Furthermore, there seems to perhaps be an interaction between Drupal caching and the case variations, whereby I was able to access the correct URL (mydomain.com/BBQ) without the https redirect if I first accessed it at the incorrect URL (mydomain.com/bbq). But I'm not entirely sure about it.

Making a small change to line 135 changes the regular expression to a case-insensitive criteria, which fixed the problem in my case. I recommend that change be made in the module, to:

$regexp .= ')$/i';

All I've added is the "i" at the end of the $regexp string.

Comments

crystaldawn’s picture

While drupal does allow case-insensitivity, SSL standards do not.
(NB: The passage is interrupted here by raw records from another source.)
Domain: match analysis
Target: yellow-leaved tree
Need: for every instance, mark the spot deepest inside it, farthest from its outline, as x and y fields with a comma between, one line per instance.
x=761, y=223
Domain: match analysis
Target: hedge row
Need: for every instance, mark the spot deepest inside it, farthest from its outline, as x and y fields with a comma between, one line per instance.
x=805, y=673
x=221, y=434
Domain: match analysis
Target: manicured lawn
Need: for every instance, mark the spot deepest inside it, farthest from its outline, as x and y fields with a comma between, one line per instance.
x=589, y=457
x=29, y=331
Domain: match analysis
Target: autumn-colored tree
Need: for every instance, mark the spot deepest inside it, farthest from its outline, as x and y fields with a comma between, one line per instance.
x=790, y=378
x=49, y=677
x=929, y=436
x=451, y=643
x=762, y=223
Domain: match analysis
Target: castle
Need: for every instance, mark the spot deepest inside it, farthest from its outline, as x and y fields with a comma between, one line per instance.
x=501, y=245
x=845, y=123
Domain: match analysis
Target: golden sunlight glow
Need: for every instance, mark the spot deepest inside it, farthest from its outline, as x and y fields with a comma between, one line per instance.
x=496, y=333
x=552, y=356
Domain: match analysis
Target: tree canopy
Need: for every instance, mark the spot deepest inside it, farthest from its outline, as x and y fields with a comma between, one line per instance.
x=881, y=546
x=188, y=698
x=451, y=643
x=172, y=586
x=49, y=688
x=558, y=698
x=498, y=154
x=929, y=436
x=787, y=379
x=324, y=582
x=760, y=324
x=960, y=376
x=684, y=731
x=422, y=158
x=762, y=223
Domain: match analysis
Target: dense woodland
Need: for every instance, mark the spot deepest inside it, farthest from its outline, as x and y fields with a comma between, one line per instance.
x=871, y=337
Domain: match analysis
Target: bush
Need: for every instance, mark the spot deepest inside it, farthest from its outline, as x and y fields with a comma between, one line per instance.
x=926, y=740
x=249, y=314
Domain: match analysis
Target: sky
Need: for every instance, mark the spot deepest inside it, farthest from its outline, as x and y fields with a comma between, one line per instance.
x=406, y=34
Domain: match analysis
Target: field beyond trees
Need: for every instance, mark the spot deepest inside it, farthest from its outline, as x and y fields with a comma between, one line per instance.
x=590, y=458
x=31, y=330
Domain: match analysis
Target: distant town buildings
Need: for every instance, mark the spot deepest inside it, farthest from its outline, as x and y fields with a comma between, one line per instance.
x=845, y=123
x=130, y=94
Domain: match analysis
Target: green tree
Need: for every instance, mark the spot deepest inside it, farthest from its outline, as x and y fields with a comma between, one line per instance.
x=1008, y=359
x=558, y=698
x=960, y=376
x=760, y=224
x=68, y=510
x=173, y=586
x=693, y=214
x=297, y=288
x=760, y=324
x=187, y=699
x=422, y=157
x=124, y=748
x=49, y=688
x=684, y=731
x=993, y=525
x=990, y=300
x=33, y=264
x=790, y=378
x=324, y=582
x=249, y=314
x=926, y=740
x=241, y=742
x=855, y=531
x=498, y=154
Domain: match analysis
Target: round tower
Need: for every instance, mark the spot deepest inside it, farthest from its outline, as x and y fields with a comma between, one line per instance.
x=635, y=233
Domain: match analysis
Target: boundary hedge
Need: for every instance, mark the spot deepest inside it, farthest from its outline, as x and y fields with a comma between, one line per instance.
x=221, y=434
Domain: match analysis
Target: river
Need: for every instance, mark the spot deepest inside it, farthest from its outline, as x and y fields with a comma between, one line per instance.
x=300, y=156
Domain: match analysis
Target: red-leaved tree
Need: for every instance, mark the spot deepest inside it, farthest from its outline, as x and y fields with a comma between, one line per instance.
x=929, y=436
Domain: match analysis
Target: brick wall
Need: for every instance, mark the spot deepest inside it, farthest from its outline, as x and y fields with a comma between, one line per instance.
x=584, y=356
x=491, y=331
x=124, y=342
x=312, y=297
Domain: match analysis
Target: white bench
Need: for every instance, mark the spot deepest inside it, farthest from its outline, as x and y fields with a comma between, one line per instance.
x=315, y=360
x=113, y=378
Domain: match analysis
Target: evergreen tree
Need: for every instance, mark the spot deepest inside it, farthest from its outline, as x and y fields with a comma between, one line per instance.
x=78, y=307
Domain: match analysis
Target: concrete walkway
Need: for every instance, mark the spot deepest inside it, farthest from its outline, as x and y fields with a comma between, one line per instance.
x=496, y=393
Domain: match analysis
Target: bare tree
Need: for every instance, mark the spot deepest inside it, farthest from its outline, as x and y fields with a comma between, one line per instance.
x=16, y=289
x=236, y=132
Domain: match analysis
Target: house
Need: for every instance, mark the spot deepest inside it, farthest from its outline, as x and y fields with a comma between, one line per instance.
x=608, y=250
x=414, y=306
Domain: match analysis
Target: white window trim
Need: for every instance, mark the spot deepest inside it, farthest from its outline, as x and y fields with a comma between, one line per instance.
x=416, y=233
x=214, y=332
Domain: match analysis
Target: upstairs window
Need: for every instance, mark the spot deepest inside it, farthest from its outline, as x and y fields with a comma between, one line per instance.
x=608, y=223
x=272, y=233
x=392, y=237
This is why this behavior exists. The fix would be to allow a new switch for a url to be sensitive or not. So currently the module behaves correctly according to the standards, but it does have room for improvement in the API. I could add a new switch called "i" which means case insensitive in the array. Another option is to allow other modules to hook into the regex and change/modify it for themselves which would give more flexibility than just adding a switch for case sensitivity. I'll have to think about how this should be dealt with.

YK85’s picture

Category: bug » feature

subscribing

crystaldawn’s picture

Status: Active » Fixed

I have fixed this by adding a new feature to the administration area. You can turn case insensitivity on/off in the admin area now. It defaults to ON even though that is technically the incorrect SSL way of doing things but currently it is the Drupal way of doing things and we are a drupal module.

Status: Fixed » Closed (fixed)

Automatically closed -- issue fixed for 2 weeks with no activity.